LLAVES CHOCARRERAS

Volví a enfocarme en configurar a la persona en la que deseaba convertirme.

Mónica Soto Icaza
Columnas
soto.jpg

Soy el destilado de mi propia fórmula. Pero no siempre fue así. Este 2020 cumplo 16 años de haber renunciado al trabajo de nueve a siete, con dos horas de comida, tráfico infernal de ida + tráfico infernal de regreso, tarjeta deslizada minutos antes de la hora de entrada y después de la hora de salida, refrigerador, microondas y tuppers comunales, chismes de oficina. Tenía 24 años. Además de desempeñarme como editora en una revista electrónica de viajes, manejaba remotamente la imprenta que fundé un año antes y estudiaba una maestría: dos trabajos de tiempo completo y una meta personal.

Recuerdo muy bien el día en que cambié mi rumbo:

Llegué al estacionamiento minutos antes de las nueve de la mañana. Agarré el portafolio, bolsa y me bajé rápido por el boleto. Al querer intercambiar llaves del auto por pedacito de papel caí en la cuenta: las llaves colgaban alegremente del switch de ignición. Y los seguros estaban cerrados. Al mirar el reloj me di cuenta de que me saldría peor el descuento de medio día por checar tarjeta tarde que darle una propina a los del estacionamiento por llamar a un cerrajero. Así que les pedí encargarse de la situación, claro, con mi sonrisa más encantadora. Accedieron de buena gana.

Fue una jornada satisfactoria: escribí dos reportajes sobre la Patagonia chilena, corregí los artículos de mis colaboradores, revisé el diseño de unas páginas web de varios clientes, hice un trabajo de la maestría a la hora de comer, tuve una junta sobre las revistas impresas a relanzar, autoricé la impresión de unos volantes de mi propio negocio y salí, poco después de las siete, a checar tarjeta.

Antes de ir a casa debía pasar a una imprenta donde maquilaba algunos materiales para la mía y el cliente recogería al siguiente día.

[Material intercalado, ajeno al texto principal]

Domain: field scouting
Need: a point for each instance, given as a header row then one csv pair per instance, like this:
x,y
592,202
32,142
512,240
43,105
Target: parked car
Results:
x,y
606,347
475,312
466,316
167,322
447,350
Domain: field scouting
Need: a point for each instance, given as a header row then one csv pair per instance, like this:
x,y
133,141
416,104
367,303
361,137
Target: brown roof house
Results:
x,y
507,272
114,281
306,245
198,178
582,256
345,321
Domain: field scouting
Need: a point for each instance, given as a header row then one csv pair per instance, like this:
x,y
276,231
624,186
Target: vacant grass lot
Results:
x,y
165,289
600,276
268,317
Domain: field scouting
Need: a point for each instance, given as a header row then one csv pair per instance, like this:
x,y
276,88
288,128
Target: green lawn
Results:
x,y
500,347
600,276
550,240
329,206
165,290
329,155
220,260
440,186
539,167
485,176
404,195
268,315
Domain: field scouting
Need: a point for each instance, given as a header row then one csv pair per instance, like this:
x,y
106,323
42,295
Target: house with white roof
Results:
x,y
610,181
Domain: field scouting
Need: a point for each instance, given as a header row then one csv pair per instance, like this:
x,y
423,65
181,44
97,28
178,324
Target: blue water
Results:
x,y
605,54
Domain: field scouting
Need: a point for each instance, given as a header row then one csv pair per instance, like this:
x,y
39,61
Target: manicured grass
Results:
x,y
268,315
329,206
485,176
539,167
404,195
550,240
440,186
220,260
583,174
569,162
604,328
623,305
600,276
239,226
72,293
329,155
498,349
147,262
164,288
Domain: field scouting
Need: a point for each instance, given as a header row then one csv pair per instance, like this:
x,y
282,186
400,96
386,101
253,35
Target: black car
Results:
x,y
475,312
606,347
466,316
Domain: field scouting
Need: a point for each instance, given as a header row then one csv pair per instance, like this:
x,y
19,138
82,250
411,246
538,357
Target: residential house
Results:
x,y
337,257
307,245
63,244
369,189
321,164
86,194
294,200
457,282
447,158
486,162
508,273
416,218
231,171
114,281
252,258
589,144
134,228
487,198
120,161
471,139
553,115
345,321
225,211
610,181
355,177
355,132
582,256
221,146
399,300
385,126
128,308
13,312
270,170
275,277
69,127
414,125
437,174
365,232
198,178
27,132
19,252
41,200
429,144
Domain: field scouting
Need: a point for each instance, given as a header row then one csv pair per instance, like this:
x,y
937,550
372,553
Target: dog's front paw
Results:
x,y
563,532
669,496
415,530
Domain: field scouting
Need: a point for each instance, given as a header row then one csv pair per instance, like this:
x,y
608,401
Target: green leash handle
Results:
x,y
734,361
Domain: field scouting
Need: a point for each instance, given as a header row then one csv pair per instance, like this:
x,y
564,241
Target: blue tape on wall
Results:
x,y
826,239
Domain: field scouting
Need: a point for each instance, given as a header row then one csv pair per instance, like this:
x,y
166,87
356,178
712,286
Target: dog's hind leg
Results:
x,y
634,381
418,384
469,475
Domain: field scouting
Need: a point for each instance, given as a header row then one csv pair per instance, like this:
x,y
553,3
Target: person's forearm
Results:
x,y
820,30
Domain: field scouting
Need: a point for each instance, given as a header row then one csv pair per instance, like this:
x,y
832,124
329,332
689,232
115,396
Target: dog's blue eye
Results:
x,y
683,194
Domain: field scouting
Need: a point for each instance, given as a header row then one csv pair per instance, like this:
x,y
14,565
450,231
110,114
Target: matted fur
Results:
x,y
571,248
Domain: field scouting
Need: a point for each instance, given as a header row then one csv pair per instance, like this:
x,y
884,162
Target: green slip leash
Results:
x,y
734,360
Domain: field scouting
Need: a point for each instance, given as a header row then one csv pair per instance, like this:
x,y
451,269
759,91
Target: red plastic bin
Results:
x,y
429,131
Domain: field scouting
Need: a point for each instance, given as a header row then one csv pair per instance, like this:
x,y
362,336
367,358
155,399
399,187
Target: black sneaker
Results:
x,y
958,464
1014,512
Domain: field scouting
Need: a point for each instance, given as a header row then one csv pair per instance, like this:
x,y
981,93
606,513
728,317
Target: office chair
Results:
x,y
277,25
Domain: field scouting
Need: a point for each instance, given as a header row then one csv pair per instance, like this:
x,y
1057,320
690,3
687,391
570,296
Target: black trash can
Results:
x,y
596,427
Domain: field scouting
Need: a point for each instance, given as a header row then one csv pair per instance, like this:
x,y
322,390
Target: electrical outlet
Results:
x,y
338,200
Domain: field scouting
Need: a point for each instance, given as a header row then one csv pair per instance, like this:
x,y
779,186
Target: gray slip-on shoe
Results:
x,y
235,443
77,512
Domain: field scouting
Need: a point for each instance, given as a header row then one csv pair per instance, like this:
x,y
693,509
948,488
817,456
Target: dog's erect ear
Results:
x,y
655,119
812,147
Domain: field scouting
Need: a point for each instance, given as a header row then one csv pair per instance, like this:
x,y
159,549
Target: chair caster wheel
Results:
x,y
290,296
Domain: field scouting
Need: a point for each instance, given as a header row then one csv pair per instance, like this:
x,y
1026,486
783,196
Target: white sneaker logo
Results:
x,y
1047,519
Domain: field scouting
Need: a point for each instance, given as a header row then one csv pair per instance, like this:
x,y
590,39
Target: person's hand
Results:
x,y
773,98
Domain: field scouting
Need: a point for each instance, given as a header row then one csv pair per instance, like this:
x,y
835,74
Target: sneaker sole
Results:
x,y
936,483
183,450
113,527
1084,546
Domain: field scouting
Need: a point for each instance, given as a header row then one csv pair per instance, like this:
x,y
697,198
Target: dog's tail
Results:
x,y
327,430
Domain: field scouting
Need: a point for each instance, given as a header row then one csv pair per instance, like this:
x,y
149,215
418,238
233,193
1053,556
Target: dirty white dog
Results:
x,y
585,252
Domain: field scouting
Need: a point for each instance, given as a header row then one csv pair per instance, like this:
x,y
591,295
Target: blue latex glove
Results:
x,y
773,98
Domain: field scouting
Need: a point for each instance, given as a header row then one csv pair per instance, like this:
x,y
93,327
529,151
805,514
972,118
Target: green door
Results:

Manejaba mi Chevy blanco 1999 en el periférico, cansada, pero llena de adrenalina. Llegué a la imprenta diez minutos antes del cierre, me bajé del auto, recogí lo que había mandado a hacer… y ¡oh, sorpresa! ¡Las llaves estaban adentro de nuevo, colgando irreverentes del switch de ignición, ajenas a mi agotamiento y mi prisa! Más divertida que enfadada llamé a mi papá, quien me rescató bastante rápido.

Picaporte

Mi vida era: 5:30 levantarme, bañarme, arreglarme. 6:00 estudiar. 7:00 desayunar. 7:30 salir hacia el trabajo. Llegaba a las nueve a la oficina para hacer rendir el tiempo, lidiar con problemas, comer y hacer las tareas de la maestría de 14:00 a 16:00, salir de la oficina a las 19:00, llegar a la imprenta a las 20:00 a revisar los trabajos entregados y pendientes. A las 21:00 cenaba con mis papás y platicábamos un rato. A las 21:30-22:00 hacía algunos diseños, leía mis textos de la escuela, más tareas pendientes, asuntos burocráticos del negocio. 1:00 dormir. Así casi a diario.

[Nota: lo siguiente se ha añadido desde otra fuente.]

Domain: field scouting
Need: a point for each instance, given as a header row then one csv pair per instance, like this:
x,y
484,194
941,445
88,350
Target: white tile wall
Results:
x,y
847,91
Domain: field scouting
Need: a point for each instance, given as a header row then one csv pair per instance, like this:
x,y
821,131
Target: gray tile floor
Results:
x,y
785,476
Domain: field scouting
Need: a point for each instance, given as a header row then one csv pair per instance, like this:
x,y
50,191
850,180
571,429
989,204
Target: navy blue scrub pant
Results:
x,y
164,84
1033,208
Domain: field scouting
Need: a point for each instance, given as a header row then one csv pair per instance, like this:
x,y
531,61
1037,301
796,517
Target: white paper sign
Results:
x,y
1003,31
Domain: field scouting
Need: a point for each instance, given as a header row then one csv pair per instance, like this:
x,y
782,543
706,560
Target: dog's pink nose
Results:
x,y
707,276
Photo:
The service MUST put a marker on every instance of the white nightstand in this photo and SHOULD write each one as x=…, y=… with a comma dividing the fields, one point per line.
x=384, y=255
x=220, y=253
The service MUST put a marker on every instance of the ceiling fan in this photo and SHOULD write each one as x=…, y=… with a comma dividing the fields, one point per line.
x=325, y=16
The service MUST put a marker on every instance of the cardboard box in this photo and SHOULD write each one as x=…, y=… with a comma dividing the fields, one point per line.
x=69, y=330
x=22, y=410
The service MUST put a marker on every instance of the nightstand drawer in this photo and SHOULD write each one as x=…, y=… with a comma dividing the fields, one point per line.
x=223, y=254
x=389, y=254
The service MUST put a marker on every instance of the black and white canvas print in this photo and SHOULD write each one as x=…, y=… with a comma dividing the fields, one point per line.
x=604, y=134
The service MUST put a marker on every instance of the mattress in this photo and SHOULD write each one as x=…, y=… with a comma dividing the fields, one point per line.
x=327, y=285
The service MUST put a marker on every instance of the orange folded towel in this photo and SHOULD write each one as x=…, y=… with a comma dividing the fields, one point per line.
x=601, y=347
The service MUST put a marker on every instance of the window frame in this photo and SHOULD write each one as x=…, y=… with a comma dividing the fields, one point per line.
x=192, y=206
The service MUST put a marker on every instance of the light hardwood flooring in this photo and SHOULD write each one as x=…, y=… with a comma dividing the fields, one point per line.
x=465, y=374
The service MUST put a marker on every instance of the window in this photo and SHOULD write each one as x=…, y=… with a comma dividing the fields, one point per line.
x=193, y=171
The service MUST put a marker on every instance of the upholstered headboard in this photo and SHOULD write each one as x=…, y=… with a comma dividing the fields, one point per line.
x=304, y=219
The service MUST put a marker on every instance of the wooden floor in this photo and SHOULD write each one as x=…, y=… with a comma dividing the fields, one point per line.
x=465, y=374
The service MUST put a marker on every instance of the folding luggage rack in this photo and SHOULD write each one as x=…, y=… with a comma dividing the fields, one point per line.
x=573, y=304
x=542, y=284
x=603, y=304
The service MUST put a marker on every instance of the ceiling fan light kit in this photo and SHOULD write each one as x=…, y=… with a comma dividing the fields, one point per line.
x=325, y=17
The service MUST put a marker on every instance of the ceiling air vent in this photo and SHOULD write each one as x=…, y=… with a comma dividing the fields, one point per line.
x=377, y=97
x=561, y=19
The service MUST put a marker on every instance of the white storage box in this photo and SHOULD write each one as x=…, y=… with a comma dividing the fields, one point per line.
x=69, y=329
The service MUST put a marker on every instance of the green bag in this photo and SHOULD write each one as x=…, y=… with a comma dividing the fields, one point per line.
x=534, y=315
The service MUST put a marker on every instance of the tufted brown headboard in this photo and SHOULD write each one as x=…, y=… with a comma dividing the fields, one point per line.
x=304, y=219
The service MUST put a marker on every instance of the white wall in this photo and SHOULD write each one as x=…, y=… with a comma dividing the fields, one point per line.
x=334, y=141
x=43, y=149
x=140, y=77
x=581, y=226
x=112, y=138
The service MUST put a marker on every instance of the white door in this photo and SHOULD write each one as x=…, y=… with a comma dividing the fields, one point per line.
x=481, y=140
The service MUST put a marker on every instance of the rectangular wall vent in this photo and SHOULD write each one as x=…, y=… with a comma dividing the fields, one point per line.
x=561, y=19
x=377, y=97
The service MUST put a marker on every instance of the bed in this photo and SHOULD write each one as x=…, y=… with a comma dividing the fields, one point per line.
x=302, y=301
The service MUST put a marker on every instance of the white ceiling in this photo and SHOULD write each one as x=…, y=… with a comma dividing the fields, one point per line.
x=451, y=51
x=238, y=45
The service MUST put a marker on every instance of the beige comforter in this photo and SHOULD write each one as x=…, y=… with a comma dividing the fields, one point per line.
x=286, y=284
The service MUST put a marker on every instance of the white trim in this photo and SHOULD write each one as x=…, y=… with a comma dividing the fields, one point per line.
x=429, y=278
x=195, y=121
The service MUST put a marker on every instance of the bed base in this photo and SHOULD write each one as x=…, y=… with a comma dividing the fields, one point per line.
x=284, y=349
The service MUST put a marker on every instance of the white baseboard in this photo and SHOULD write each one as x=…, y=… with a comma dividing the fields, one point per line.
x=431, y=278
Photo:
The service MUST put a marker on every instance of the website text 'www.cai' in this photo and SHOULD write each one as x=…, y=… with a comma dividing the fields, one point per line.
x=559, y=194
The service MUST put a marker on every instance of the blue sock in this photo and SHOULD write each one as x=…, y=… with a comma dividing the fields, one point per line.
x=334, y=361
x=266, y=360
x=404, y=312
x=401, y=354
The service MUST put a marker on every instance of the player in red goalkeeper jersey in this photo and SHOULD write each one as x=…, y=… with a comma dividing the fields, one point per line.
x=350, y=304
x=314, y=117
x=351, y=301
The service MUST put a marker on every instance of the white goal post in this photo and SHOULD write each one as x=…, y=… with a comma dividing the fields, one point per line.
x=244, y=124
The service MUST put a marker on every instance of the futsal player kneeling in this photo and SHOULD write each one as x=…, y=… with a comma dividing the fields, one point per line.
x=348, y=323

Mis llaves chocarreras me abrieron los ojos a la necesidad de ser valiente y obedecer a mi continuo impulso de libertad. ¿Esto era la vida? Sí, estaba trabajando en algo que me encantaba. Sí, tenía un negocio que funcionaba bien. Sí, estudiaba la maestría que deseaba, pero ¿y la vida? ¿Y los tiempos para pensar? ¿Y los instantes para levantar la vista al cielo y gozar de las nubes y el viento en la piel?

Entonces durante una semana trasladé mis sentimientos y opciones de mi cerebro al papel, evalué, reflexioné, hice diversas listas de pros y contras y tomé decisiones; a fin de cuentas, el tiempo me pertenecía, así como las sentencias.

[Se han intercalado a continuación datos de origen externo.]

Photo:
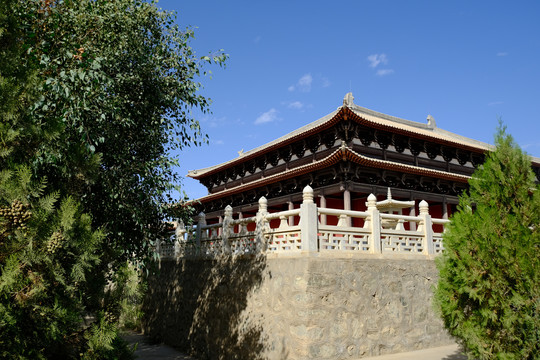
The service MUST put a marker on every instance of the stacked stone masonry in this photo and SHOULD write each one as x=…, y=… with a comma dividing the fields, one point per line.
x=306, y=307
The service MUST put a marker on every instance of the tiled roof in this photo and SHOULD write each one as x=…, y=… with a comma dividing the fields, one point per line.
x=344, y=153
x=363, y=116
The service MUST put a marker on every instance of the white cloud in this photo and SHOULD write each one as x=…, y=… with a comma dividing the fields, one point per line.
x=383, y=72
x=326, y=82
x=295, y=105
x=376, y=59
x=303, y=84
x=269, y=116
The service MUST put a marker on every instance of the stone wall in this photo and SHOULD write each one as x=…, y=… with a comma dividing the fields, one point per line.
x=294, y=308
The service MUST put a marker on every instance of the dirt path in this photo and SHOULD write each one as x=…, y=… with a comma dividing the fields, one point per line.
x=146, y=350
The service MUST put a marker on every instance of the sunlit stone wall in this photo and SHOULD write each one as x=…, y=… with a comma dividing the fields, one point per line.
x=294, y=308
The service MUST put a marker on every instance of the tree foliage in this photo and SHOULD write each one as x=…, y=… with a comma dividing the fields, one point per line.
x=489, y=286
x=94, y=96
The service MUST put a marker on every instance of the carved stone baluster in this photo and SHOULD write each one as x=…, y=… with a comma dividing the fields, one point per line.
x=309, y=222
x=374, y=223
x=426, y=227
x=227, y=230
x=261, y=225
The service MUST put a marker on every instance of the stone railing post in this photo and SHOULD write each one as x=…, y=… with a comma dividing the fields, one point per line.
x=426, y=227
x=309, y=222
x=374, y=224
x=227, y=230
x=261, y=225
x=200, y=234
x=180, y=234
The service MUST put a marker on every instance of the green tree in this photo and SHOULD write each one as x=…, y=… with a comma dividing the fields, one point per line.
x=489, y=287
x=94, y=96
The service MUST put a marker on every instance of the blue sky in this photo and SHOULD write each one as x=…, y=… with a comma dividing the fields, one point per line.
x=291, y=62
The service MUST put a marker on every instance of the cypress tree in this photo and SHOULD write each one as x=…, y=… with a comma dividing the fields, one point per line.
x=489, y=287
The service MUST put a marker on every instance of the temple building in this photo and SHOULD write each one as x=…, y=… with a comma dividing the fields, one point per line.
x=345, y=156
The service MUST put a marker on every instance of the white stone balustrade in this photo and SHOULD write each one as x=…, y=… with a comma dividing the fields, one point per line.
x=381, y=233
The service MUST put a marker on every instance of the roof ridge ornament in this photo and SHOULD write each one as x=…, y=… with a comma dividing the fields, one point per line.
x=431, y=122
x=348, y=100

Renuncié a mi empleo (ese trabajo no era mi ideal, pero a veces hay oportunidades seductoras que pagan bien, aunque te alejan de tus objetivos) y convertí mi imprenta en exclusiva de libros. La maestría continuó igual. Poco después hasta cambié de novio, claro.

Y entonces volví a enfocarme en configurar a la persona en la que deseaba convertirme. Dieciséis años después aquí estoy: imprimo mis libros, colaboro en revistas, escribo, escribo, escribo y, sobre todo, comparto día a día la satisfacción de vivir en mi propio sueño, lleno de belleza, desafíos, altos vuelos y trancazos monumentales.

Quién diría que las llaves de un Chevy blanco 99 abrirían el picaporte hacia mi libertad.